Updated on 2025-08-22 GMT+08:00

Configuring the Hive Column Encryption

Scenario

Hive supports encryption of one or multiple columns in a table. When creating a Hive table, you can specify the column to be encrypted and encryption algorithm. Insert statement can be used to encrypt data in a column.

Hive supports two column encryption algorithms, which need to be specified during table creation.

  • AES: The encryption class is org.apache.hadoop.hive.serde2.AESRewriter.
  • SM4: also called SMS4. Its encryption class is org.apache.hadoop.hive.serde2.SMS4Rewriter.

When you import data from a common Hive table into a Hive column encryption table, delete the original data from the common Hive table as long as doing this does not affect other services. Retaining an unencrypted table poses security risks.

Notes and Constraints

Columns can be encrypted only for Hive tables in TextFile and SequenceFile formats stored in HDFS. Columns cannot be encrypted for views and Hive over HBase tables.

Prerequisites

  • The cluster client has been installed. For details about how to install the client, see Installing a Client.
  • A Hive service user has been created and granted the permission to create Hive tables. For example, the user has been added to the hive (primary group) and hadoop user groups. For details about how to create a Hive user, see Creating a Hive User and Binding the User to a Role.

Creating a Hive Table with Encrypted Columns

  1. Log in to the node where the client is installed as the client installation user.
  2. Go to the client installation directory, configure environment variables, and authenticate the user.

    Go to the client installation directory.

    cd Client installation directory

    Load the environment variables.

    source bigdata_env

    Authenticate the user.
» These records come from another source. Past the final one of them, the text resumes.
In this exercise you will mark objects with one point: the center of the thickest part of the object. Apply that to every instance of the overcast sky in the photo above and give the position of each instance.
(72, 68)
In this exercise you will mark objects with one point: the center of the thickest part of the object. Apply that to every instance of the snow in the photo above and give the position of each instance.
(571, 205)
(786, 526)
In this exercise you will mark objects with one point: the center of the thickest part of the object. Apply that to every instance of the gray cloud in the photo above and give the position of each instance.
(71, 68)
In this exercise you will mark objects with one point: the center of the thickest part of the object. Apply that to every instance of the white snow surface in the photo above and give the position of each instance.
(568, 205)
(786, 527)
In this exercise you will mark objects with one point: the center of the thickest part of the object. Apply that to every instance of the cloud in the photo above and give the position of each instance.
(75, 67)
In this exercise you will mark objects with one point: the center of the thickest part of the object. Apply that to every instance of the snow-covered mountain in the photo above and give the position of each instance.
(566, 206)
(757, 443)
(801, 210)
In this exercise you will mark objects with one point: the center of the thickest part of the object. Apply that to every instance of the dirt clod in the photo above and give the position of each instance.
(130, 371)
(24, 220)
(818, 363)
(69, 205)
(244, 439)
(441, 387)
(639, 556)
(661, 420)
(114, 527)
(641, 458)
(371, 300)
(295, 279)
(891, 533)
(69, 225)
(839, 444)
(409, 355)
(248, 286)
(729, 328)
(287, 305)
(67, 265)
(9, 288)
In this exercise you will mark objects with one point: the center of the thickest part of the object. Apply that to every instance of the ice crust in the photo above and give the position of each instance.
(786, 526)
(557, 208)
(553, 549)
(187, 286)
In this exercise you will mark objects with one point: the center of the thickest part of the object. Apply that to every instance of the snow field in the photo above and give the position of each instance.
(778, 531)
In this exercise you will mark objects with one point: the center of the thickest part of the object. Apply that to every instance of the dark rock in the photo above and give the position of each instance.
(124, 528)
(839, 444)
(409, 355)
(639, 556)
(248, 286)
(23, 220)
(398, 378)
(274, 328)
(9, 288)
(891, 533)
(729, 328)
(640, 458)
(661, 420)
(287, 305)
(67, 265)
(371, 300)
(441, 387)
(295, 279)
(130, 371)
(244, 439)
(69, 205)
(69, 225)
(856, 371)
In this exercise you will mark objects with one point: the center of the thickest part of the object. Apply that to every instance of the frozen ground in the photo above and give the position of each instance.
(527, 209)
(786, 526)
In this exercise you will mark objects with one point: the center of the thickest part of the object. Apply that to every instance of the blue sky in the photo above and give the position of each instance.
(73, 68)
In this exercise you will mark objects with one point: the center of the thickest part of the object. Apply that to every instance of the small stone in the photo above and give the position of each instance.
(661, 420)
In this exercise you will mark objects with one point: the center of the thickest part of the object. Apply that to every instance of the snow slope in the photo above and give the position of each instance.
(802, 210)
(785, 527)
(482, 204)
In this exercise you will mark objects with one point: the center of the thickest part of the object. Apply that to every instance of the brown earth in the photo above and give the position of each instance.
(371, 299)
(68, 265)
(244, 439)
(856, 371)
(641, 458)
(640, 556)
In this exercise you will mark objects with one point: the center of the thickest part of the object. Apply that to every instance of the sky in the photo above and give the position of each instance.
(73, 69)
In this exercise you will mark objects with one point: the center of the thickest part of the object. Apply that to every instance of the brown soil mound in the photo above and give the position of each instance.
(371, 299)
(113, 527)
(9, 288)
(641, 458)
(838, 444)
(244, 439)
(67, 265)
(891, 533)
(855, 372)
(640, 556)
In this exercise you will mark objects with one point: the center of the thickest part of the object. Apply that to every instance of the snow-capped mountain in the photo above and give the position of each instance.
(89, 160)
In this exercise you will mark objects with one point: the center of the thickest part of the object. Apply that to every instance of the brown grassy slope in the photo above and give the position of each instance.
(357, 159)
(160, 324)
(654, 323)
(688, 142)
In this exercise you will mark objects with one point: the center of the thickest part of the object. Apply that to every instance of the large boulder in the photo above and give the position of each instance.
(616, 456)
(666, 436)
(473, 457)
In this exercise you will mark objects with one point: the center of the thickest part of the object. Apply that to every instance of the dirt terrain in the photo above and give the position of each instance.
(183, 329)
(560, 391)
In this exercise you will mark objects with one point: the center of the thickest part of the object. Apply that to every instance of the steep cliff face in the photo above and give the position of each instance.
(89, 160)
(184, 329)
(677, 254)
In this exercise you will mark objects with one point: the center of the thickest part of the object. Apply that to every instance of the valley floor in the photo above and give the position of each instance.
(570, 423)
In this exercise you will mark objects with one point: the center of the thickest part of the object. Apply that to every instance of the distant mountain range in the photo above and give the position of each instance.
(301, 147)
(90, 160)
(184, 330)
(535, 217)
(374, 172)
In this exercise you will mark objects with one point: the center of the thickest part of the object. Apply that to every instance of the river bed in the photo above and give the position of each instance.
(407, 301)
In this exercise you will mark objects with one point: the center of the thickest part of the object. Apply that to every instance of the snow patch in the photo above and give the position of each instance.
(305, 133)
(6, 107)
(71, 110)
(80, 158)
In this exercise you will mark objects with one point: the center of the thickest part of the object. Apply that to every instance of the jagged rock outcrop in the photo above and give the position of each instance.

If Kerberos authentication is not enabled for the cluster, skip this step.

    kinit Hive service user

  3. Log in to the Hive client.

    beeline

  4. Specify the column to be encrypted and encryption algorithm when creating a table.

    create table <[db_name.]table_name> (<col_name1> <data_type> ,<col_name2> <data_type>,<col_name3> <data_type>,<col_name4> <data_type>) ROW FORMAT SERDE 'org.apache.hadoop.hive.serde2.lazy.LazySimpleSerDe' WITH SERDEPROPERTIES ('column.encode.columns'='<col_name2>,<col_name3>', 'column.encode.classname'='org.apache.hadoop.hive.serde2.AESRewriter')STORED AS TEXTFILE;

    Alternatively, use the following statement:

    create table <[db_name.]table_name> (<col_name1> <data_type> ,<col_name2> <data_type>,<col_name3> <data_type>,<col_name4> <data_type>) ROW FORMAT SERDE 'org.apache.hadoop.hive.serde2.lazy.LazySimpleSerDe' WITH SERDEPROPERTIES ('column.encode.indices'='1,2', 'column.encode.classname'='org.apache.hadoop.hive.serde2.SMS4Rewriter') STORED AS TEXTFILE;

    Example:

    create table test1 (id string,name string) ROW FORMAT SERDE 'org.apache.hadoop.hive.serde2.lazy.LazySimpleSerDe' WITH SERDEPROPERTIES ('column.encode.columns'='id,name', 'column.encode.classname'='org.apache.hadoop.hive.serde2.AESRewriter')STORED AS TEXTFILE;

    In the preceding command:

    • column.encode.classname indicates the encryption algorithm. The value can be org.apache.hadoop.hive.serde2.SMS4Rewriter or org.apache.hadoop.hive.serde2.AESRewriter.
    • The numbers used to specify encryption columns start from 0. 0 indicates column 1, 1 indicates column 2, and so on.
    • When creating a table with encrypted columns, ensure that the directory where the table resides is empty.

  5. Insert data into the table using the insert statement.

    Assume that the test table already exists and contains data. For example, the table data is as follows:

    Figure 1 Data in the test table

    Import data.

    insert into table <table_name> select <col_list> from test;

    Example:

    insert into table test1 select id,name from test;

  6. View the detailed metadata of the encrypted table.

    describe formatted test1;

    In the command output, you can view the encrypted columns and encryption type. For example, in Figure 2, the encrypted column is id,name, and the encryption class is org.apache.hadoop.hive.serde2.AESRewriter.

    Figure 2 Viewing the encrypted table

  7. Exit the Hive client.

    !q

  8. View the HDFS file of the encrypted Hive table.

    hdfs dfs -cat HDFS file path

    Example:

    hdfs dfs -cat /user/hive/warehouse/test/000000_0

    If the command output shown in Figure 3 is displayed, the Hive column encryption function is configured.

    Figure 3 Hive column data encryption